DOVER — In 2018, lawmakers approved a bill providing state employees with 12 weeks of paid parental leave upon the birth of a child. Now, a coalition of three dozen organizations is calling on the Legislature to expand that to cover the private sector.
“If this pandemic has taught us anything, it’s that we can no longer afford an economy that forces people out of the workplace when a medical emergency strikes,” said Liz Richards, executive director of the Delaware Cares Coalition for Paid Leave. “Paid family and medical leave strengthens Delaware families, particularly working families and families of color, and will keep us competitive for the best talent in the nation.”
The coalition, which is composed of groups like the Working Families Party, AFL-CIO and NAACP, is hoping to make Delaware the 10th state with paid leave. Supporters want a leave insurance program to cover serious medical issues experienced by an employee or a close family member, as well as a birth, a family member’s military deployment or the impact of domestic violence.

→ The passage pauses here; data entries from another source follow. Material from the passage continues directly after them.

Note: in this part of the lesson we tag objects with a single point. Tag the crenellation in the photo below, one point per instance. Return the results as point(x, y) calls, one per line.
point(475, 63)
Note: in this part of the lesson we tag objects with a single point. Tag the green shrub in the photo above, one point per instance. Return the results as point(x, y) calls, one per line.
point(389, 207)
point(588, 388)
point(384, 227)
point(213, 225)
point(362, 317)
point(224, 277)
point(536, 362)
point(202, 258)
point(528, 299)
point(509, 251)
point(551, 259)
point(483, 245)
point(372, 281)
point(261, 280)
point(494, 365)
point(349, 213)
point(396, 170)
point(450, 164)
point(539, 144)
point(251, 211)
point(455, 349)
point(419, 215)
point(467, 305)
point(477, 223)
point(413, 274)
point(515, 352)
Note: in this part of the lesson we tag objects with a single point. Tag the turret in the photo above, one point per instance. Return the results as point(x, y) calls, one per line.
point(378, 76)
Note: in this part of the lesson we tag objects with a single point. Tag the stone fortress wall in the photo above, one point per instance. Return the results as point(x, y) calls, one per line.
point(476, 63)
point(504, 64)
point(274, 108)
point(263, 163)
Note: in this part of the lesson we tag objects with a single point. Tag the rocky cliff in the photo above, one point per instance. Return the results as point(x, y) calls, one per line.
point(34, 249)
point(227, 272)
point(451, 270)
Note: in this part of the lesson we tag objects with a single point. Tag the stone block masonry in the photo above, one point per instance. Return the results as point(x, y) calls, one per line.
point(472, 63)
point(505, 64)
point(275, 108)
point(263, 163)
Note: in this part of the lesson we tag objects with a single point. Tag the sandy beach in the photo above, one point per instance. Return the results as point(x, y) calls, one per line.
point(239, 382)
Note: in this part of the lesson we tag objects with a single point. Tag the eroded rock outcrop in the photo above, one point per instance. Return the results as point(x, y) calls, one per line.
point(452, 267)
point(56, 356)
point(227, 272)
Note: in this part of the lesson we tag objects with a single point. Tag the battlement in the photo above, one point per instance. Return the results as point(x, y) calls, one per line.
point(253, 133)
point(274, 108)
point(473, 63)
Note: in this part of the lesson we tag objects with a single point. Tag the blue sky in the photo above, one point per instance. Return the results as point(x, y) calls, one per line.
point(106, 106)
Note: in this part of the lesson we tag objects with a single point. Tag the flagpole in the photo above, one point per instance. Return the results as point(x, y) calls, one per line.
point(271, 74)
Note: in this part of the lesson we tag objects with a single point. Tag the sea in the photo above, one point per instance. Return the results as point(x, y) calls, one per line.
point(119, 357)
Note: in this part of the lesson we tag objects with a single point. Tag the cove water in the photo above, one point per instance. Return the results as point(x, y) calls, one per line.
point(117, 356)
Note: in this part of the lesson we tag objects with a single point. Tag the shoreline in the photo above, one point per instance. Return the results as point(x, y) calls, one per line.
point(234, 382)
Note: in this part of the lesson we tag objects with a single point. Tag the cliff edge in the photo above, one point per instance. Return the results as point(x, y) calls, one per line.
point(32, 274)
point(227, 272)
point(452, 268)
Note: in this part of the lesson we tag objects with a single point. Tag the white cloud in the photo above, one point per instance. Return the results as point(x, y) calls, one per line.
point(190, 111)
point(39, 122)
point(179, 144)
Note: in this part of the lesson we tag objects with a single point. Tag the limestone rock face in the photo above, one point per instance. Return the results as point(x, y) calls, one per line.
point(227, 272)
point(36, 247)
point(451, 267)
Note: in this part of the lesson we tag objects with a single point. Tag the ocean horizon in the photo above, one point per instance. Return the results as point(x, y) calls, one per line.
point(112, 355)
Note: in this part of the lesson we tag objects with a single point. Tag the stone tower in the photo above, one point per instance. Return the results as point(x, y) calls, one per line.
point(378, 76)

Legislation to that end is expected to be filed by several Democratic legislators in the coming months, the coalition said.
During a virtual news conference Monday, several Delawareans relayed tales of having to balance work and caring for a family member, highlighting the intense stress and emotional toll it took.
“If they are facing a serious family or medical crisis, no matter how hard they try ... their heads and hearts are going to be divided. That serves no one well,” recalled small-business owner Jan White, who was diagnosed with cancer in 2016 and went through more than five months of intense chemotherapy.
“Allowing someone to focus on their family in a time of crisis to allow them to be where they belong and give their family what they need and then they can come back as valued team members without having to worry about paying the mortgage, paying the utilities, paying the health insurance, paying the medical equipment, is the right thing to do. We view this as a win for everyone.”
Ferdinand Feubodei agreed that paid leave is beneficial to both parties, saying it shows people their employers care, which in turn creates a sense of loyalty. Mr. Feubodei had to quit a job he liked to care for his wife and newborn child, an experience that exacerbated the worries he already had about his family.
The federal Family and Medical Leave Act of 1993 requires employers to allow individuals to take 12 weeks off to care for a family member or new child. However, it does not mandate they be paid, and so many state employees are forced to exhaust their sick and vacation time upon having a child.
According to a 2013 study, the United States is one of only eight countries — and the only “high-income” nation — that does not offer paid leave to new mothers.
During the legislative debate on paid leave for state workers in 2018, supporters characterized arguments from opponents as similar to ones used to oppose the FMLA, which ultimately were not borne out.
Still, paid leave remains a concern for many businesses and nonprofits. Central Delaware Chamber of Commerce President and CEO Judy Diogo said in December employers cannot bear the burden during the pandemic.
But to others, the devastation wrought by COVID-19 is all the more reason to approve such a policy.
“The pandemic has given us an opportunity to look at our systems that we have in place and make changes to better our communities,” Tyeisha Grier said.
Speakers Monday noted women, and in particular women of color, have been hit especially hard over the past year. From February through September, women made up almost 54% of the net job loss, per the National Women’s Law Center.
According to the National Partnership for Women and Families, 54% of Delaware workers are unable to access even unpaid leave through the FMLA.
Gov. John Carney’s office did not respond to a question about whether the governor supports paid family leave.